She can see the injustice around her though, and seeks to anonymously improve the lot of others. When the Lienid King’s father goes missing, no-one can think of anyone who would want to kidnap a harmless old man. Katsa’s determined to help, and soon finds that at last she has met her equal in a strange Graceling man whose powers match hers. The deeper they search, the more sinister the reason for the kidnapping seems to be. The trail leads to yet another kingdom, and a strange king.
I really enjoyed this, despite the fact that the plot veered in a direction different from the one I expected. From the blurb, I assumed that Katsa’s story would be about her stealthy and growing defiance to her uncle – I expected a bit more court intrigue. Instead, much of the story is taken up with a journey, travelling between the seven kingdoms. I confess I’d have preferred the court intrigue, but not by much. The plot is interesting and kept my attention.

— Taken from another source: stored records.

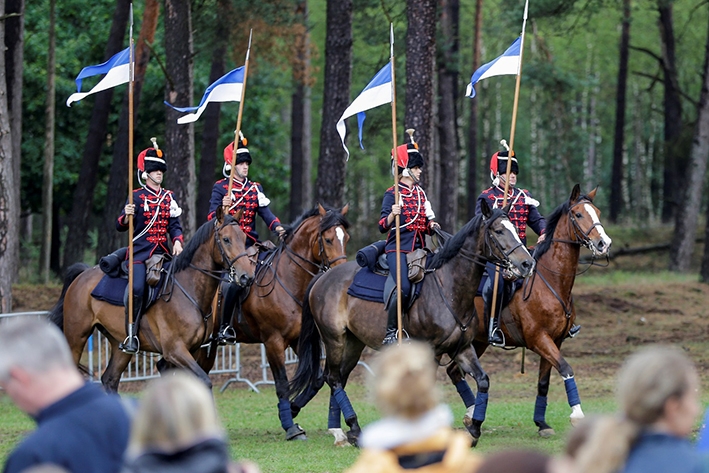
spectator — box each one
[0,317,130,473]
[575,347,702,473]
[348,342,481,473]
[123,371,258,473]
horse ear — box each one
[569,184,581,202]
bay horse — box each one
[49,207,255,392]
[291,202,534,445]
[449,184,612,437]
[224,205,350,440]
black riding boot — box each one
[118,295,143,355]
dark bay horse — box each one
[291,203,534,444]
[49,208,255,392]
[456,184,611,437]
[225,205,350,440]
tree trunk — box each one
[5,0,25,282]
[467,0,483,220]
[609,0,630,222]
[0,0,20,313]
[97,0,160,256]
[196,0,228,222]
[404,0,436,189]
[437,0,460,231]
[62,0,130,269]
[165,0,196,239]
[290,1,312,220]
[39,0,56,284]
[670,12,709,272]
[657,0,688,222]
[315,0,352,207]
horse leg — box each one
[449,345,490,447]
[534,358,556,438]
[530,334,584,425]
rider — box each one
[116,138,183,354]
[475,151,581,346]
[207,132,286,344]
[379,130,441,345]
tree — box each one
[97,0,160,255]
[315,0,352,207]
[165,0,197,239]
[437,0,460,231]
[404,0,438,190]
[609,0,630,222]
[670,12,709,272]
[62,0,130,268]
[0,0,19,312]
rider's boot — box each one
[118,295,143,355]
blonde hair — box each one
[374,342,438,419]
[129,371,223,455]
[576,346,697,473]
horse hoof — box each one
[286,424,308,440]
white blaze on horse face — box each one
[335,227,345,249]
[583,204,612,252]
[502,220,522,245]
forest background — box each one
[0,0,709,312]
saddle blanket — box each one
[347,268,423,304]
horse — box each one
[224,205,350,440]
[290,202,534,445]
[449,184,612,437]
[49,208,255,392]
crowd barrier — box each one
[0,311,372,393]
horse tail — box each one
[289,273,324,400]
[47,263,89,330]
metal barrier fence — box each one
[0,311,372,393]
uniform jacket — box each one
[207,178,281,247]
[475,186,547,245]
[116,186,183,262]
[3,383,130,473]
[379,182,436,253]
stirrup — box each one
[118,335,140,355]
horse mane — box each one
[429,209,503,269]
[534,195,591,261]
[283,205,350,236]
[172,215,235,272]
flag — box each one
[465,37,526,99]
[165,66,244,125]
[66,48,130,107]
[337,63,392,159]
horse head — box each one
[480,200,534,278]
[568,184,612,256]
[212,206,256,287]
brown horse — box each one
[49,209,254,392]
[224,205,350,440]
[291,203,534,444]
[450,184,611,437]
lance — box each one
[389,23,404,345]
[127,3,135,346]
[490,0,529,346]
[224,29,254,205]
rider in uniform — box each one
[379,131,441,345]
[116,138,183,354]
[475,151,581,346]
[207,132,285,344]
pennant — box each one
[337,63,392,159]
[66,48,130,107]
[165,66,244,125]
[465,36,522,99]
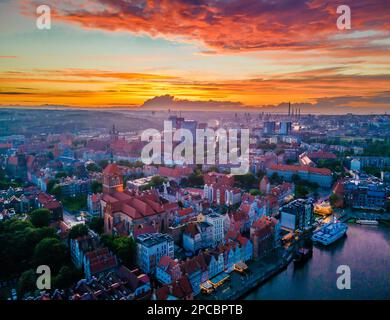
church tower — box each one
[103,163,123,194]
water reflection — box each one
[246,225,390,299]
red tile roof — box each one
[85,248,118,274]
[269,164,332,176]
[103,163,122,175]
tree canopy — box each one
[31,208,51,228]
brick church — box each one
[101,163,178,236]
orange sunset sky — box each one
[0,0,390,111]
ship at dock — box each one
[312,218,348,246]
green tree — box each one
[86,162,102,172]
[101,235,137,268]
[249,189,262,196]
[68,224,88,239]
[46,179,57,194]
[31,208,51,228]
[56,171,68,179]
[53,266,83,289]
[33,238,68,273]
[87,217,104,234]
[91,180,103,193]
[17,269,37,297]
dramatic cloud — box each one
[142,94,242,109]
[25,0,390,54]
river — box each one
[245,224,390,300]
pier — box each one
[196,248,292,300]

Yes, as others have said, this is yet another book with seven kingdoms. Yes, some of the names are stupid. Others bloggers have used the name Po as an example, but I have to mention the little girl Bitterblue. Despite the painful contrivance of some of these names, Graceling also has successful creativity. The idea of people with different coloured eyes being ‘graced’ in some way is certainly to me completely unique and an interesting premise. Graceling takes this clever world building and adds an adventurous plot. It did feel a bit of a ‘quest’ book, but there is nothing wrong with that other than over-usage, and Graceling is different enough in other ways that it doesn’t matter.
Overall, an entertaining and enjoyable read. Kristin Cashore has created a world that readers will want to return to. Despite my disappointment in some areas, it held my attention. I just feel that it had a bit more potential.
* I suppose I should mention that it has some sex in it. It would probably be a 12A in movie terms.